Example 1, the composition and content of the cleavage liquid in this example are: 3mol/L of deoxycholate sodium, 4mmol/L of guanidine hydrochloride, 5mmol/L of silver trifluoroacetate, 4% of polyoxyethylene castor oil and 0.04mol/L of phosphate buffer.
The components and contents of the binding solution in this example are as follows: 15% of glucose, 50% of isopropanol, 2mol/L of EDTA, 0.05mol/L of polyoxyethylated castor oil, 0.04mol/L of Tris-HCL with pH of 7.0-8.0 and 0.02mol/L of sodium chloride.

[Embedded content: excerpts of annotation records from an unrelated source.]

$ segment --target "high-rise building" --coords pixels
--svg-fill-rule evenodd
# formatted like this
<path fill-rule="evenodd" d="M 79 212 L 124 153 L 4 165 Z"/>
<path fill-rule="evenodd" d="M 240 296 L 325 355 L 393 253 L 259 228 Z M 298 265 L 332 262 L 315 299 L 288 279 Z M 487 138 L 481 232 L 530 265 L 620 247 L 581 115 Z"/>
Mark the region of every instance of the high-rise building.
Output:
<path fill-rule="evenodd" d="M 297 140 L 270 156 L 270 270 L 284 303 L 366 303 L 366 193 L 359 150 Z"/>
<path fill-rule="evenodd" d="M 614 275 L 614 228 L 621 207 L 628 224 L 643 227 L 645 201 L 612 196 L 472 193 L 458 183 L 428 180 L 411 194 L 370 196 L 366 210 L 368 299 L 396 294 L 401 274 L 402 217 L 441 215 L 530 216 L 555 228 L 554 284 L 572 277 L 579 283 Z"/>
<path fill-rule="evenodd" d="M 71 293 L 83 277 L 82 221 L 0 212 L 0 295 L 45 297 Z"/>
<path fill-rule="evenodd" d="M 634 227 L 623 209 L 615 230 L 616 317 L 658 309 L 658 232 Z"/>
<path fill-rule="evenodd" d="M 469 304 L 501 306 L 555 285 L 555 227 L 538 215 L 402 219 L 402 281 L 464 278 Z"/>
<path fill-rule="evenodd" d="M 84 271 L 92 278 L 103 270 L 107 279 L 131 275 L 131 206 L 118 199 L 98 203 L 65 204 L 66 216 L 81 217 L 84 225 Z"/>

The components and contents of the enrichment solution are as follows: 3mmol/L sodium acetate and 70% absolute ethyl alcohol.
The cleaning liquid I comprises the following components in percentage by weight: 3mol/L guanidine hydrochloride, 3mmol/L digitonin, 0.5mol/L p-diethylamine benzoic acid, 0.3% sodium alkylbenzenesulfonate, 0.04mol/L Tris-HCL with pH of 7.0-8.0 and 1mmol/L sodium chloride.
Wash II was 75% ethanol.
The components and contents of the eluent are as follows: tris-HCL0.05mol/L, EDTA0.02mol/L with pH 7.0-8.0.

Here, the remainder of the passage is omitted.